AI-powered motion capture studio for multi-person 3D body tracking from video.
Get .glb mocap animation files from smartphone-captured videos.
Note: This project has only been tested on Linux.
Mo=Cat Studio uses Meta's SAM 3D Body model to perform markerless motion capture from ordinary video files. The system tracks multiple people simultaneously, maintaining their identities across frames even through occlusions and re-appearances.
- Multi-person tracking: Track multiple individuals simultaneously with persistent identity
- 3D pose estimation: Full body mesh reconstruction with 70+ joint positions
- Face recognition: Re-identify people who leave and re-enter the frame
- Camera motion compensation: Handles moving cameras using ORB feature matching
- Ghost suppression: Prevents duplicate detections of the same person
- Export to GLB: Animated 3D meshes with skeleton data
- Real-time 3D Viewer: Built with Three.js for interactive visualization
Note: The demo video below has been sped up (10min → 10s).

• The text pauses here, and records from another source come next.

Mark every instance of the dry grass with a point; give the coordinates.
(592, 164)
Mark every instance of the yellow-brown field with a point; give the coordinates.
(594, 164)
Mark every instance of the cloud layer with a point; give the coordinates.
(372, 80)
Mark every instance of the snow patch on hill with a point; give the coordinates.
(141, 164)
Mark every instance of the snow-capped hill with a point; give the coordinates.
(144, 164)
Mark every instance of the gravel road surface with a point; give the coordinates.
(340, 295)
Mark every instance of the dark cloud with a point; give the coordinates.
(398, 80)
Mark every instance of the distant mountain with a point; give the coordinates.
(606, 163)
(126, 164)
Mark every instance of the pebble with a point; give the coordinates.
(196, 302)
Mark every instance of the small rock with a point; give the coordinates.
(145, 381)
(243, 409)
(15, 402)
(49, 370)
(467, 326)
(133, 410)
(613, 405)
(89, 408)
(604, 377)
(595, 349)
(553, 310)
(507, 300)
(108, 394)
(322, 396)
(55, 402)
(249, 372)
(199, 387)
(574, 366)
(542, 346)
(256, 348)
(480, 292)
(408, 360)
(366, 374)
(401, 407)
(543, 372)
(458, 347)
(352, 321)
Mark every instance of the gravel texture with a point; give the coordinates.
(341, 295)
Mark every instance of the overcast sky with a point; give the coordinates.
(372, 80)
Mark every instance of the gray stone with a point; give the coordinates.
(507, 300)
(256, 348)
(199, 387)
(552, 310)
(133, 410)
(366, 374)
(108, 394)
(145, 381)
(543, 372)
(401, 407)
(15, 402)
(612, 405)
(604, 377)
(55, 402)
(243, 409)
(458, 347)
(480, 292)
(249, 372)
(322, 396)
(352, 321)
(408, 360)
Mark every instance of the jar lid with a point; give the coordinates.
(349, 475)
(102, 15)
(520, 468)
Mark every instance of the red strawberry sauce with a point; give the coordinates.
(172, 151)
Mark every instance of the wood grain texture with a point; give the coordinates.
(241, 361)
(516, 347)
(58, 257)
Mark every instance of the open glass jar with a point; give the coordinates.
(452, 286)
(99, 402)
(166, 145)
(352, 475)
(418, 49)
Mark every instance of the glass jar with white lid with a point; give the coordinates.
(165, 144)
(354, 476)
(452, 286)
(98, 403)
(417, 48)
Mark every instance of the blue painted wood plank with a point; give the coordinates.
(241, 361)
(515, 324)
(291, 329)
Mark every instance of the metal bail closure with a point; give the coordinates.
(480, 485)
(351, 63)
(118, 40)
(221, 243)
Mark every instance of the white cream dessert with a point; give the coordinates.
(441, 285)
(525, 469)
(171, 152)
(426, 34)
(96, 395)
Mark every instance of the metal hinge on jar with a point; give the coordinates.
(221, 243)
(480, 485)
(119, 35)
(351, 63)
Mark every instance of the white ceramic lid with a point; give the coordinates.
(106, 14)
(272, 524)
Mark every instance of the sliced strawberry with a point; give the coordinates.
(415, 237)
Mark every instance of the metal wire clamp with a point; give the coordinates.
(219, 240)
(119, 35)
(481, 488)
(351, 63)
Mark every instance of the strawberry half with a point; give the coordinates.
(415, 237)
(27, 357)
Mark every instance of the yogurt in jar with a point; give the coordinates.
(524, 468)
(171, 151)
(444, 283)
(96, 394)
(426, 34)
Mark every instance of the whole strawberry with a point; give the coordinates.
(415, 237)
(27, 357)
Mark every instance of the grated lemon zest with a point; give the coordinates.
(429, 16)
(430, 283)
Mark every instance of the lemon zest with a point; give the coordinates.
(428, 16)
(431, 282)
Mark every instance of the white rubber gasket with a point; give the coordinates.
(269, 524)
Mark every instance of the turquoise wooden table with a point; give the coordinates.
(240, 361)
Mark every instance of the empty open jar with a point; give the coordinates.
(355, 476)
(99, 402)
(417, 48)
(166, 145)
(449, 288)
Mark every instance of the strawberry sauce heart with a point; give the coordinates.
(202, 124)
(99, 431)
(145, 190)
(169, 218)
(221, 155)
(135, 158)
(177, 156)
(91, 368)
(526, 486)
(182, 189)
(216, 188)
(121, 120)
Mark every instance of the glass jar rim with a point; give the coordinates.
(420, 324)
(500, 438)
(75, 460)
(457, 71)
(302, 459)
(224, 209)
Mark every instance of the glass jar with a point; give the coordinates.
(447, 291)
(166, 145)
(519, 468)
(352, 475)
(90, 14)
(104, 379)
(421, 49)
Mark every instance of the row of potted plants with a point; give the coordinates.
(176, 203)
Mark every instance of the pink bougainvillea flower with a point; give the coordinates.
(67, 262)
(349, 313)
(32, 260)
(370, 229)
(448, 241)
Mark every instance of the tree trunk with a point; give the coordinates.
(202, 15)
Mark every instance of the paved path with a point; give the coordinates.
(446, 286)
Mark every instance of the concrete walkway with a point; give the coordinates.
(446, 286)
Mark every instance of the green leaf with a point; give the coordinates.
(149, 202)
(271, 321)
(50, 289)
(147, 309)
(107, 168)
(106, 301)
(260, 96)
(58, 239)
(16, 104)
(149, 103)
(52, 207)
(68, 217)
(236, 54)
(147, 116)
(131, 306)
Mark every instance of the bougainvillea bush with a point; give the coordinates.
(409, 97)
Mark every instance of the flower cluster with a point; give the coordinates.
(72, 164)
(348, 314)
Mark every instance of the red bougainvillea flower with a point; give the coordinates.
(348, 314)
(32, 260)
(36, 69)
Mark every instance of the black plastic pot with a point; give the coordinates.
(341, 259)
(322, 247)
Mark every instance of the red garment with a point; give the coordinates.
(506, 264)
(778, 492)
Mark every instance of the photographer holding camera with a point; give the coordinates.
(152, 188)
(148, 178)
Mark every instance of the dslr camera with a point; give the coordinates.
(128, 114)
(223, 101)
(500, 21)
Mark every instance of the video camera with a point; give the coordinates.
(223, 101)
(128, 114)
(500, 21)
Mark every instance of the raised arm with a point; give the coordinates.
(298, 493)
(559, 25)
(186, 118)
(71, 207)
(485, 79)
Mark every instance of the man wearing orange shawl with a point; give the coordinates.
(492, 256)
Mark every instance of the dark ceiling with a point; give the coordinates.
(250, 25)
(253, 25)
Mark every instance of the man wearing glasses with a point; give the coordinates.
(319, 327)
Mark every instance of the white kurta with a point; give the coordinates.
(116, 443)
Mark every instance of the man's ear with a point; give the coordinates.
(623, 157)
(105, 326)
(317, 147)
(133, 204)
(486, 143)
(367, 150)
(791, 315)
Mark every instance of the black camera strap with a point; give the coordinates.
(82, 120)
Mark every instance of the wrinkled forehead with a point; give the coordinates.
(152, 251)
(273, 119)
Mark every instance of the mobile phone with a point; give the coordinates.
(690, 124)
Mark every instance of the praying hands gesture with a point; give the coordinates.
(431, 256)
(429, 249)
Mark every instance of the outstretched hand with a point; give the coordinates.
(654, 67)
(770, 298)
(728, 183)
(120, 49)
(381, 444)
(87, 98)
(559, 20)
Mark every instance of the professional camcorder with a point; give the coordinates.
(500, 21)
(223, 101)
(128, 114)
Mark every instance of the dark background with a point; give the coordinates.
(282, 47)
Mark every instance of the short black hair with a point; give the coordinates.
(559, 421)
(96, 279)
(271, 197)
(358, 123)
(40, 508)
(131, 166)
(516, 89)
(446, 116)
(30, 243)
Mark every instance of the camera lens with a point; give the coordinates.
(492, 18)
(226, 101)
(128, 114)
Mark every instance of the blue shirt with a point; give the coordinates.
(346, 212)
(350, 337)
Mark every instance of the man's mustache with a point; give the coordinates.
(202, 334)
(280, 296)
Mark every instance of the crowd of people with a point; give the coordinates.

- SAM 3D Body: Each frame is processed by Meta's SAM 3D Body model, which predicts:
- 3D body mesh vertices
- 70 joint positions (body, hands, face)
- Camera-relative translation
- Body pose parameters (MHR format)
The tracker maintains identity across frames using multiple signals:
- Bounding Box IoU: Overlap between predicted and detected boxes
- Pose Similarity: Comparison of normalized joint positions (10 key joints)
- Color Histograms: HSV histograms from torso (upper 60% of body) and face regions
- 3D Distance: Euclidean distance in camera space when available
- Hungarian Algorithm: Optimal assignment minimizing combined cost
The CameraTracker compensates for moving cameras:
- Detects ORB features in background regions (excluding person bounding boxes)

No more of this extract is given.